Anna Dumitriu is a British artist who works with BioArt, sculpture, installation and digital media to explore our relationship with infectious diseases, synthetic biology and robotics. Her work attempts to interweave the scientific, cultural and personal implications of infectious diseases, using tools and techniques from microbiology and synthetic biology in the laboratory and studio to create works of art that aim to reveal the strange stories and the emerging future of biomedicine. She studies how a disease or virus is seen and represented over wide time scales, just as myths and stigmas are created.
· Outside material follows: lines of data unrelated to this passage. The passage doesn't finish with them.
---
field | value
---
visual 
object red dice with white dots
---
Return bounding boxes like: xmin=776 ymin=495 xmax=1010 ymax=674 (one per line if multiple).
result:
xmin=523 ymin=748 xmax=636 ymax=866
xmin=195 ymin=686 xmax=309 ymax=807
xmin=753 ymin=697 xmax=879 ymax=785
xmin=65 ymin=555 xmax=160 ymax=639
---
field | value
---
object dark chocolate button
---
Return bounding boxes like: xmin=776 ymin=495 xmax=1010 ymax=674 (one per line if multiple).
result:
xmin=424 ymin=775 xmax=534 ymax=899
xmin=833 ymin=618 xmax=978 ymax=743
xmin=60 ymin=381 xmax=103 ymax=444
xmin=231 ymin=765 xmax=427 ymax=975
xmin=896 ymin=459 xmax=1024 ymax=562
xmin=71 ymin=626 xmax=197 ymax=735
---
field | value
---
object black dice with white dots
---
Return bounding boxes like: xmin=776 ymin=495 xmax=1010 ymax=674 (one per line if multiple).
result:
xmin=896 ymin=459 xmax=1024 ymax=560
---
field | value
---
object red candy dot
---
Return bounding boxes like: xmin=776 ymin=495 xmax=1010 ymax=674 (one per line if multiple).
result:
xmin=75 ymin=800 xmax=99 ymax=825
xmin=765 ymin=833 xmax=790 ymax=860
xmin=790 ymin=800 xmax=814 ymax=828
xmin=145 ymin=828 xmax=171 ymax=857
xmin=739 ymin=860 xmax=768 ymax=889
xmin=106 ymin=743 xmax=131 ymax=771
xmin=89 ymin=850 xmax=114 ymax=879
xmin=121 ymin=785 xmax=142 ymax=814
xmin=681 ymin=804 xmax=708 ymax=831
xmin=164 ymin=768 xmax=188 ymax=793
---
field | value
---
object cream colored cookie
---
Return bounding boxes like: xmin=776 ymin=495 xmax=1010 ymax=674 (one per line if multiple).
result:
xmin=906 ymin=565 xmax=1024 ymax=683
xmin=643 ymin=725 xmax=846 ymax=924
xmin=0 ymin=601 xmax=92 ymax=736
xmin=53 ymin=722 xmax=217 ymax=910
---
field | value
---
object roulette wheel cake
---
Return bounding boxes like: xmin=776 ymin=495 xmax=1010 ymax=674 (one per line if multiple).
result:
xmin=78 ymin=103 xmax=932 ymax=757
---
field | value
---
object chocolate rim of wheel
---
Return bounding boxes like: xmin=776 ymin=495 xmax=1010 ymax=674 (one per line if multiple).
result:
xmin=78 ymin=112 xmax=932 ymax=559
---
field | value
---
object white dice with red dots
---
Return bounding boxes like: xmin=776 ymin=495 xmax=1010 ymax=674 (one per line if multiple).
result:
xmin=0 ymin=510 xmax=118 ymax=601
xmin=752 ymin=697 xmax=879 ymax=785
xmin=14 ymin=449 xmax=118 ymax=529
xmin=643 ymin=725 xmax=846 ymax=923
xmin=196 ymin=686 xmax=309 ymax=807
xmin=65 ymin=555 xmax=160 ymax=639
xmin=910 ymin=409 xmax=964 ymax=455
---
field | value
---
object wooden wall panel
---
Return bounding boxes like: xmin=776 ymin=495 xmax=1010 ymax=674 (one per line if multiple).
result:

In one of her projects, The Romantic Disease, she works with tuberculosis. Even today, as Dumitriu argues, tuberculosis is responsible for more deaths than other higher profile diseases, whilst resisting attempts to contain it. As she explains, we are interested in certain diseases and not in others. Covid-19 has killed more than 50,000 people worldwide and between 300,000 and 650,000 people die of the flu each year, millions die from tuberculosis. In addition, epidemics and especially how we deal with them, have also historically served to attribute the blame to another, an enemy, a foreigner or a minority, through false, racist and warlike speeches. The Chinese are blamed by many countries for the spread of the coronavirus. In the past, this was the case in other communities: Jews were accused of spreading the plague; for tuberculosis, it was immigrants who were highlighted by Western societies. According to Dumitriu, scientific studies show, for example, that it was Europeans who spread tuberculosis worldwide with colonization, as in India, where the population had no immune defenses to fight it. “Furthermore, an epidemic still affects all human beings: health is a global problem. Epidemics are urgent matters, imbued with many misunderstandings; part of my job is to communicate these issues, look at history and bring complexity.”
As materials, Dumitriu usually changes historical objects, such as medical and laboratory equipment, adding embroidery, in addition to incorporating bacteria or bacterial DNA in the tissues, as in the case of the work Engineered Antibody (2016).
I am fascinated by the concept of sublime in terms of bacteria and this notion of “bacterial sublime”, which I spoke about in 2004, has continued to inform my work ever since. There is a kind of admiration we can feel when we strive to keep the concept of bacteria in our minds: these tiny, obscure organisms with their fascinating, complex and occasionally terror-inducing abilities. I try to bring this to my work through the presence of traces of real organisms, although often sterilized in the case of dangerous pathogens, the objects are still contaminated with your memory.
“Engineered Antibody” (2016) is a bead necklace based on research by Xiang Li, who works with an antibody purified from the blood of an HIV positive patient. Made up of 452 handmade beads, it represents and physically contains the 21 real amino acids of the antibody in precise order. The light chain and the heavy chain of the protein structure were folded into the exact structure of the antibody. An antibody is a protein produced by the immune system to fight foreign bodies and viruses, which can bind to HIV. Xiang Li is working to improve this antibody, designing it to better block HIV infections by introducing an additional amino acid called sulfotyrosine.
At a time when complex new scientific discoveries are being made almost every day, but they are far beyond the understanding of laypeople, and when the stories we read compete to terrify us more than ever, we are more at risk than ever before of being taken away to buy the latest “cure”. We are blinded by pseudoscience and media advertising about the speed and success of biotechnology and become easy prey for miracle cures.
In her work “Plague Dress”, the 1665-style dress is made of raw silk, hand-dyed with nutshells in reference to the famous herbalist of the time Nicholas Culpeper, who recommended walnuts as a treatment for the plague. The dress is applied with original embroidery from the 17th century that the artist impregnated with the DNA of the bacterium Yesinia pestis (Prague), which she extracted from the dead bacteria of the pest. The dress is stuffed and surrounded by lavender, which historically was carried under people’s noses during the Great Plague of London to cover the stench of infection, and also to prevent the disease, which was believed to be caused by ‘bad air’ or ‘miasma’.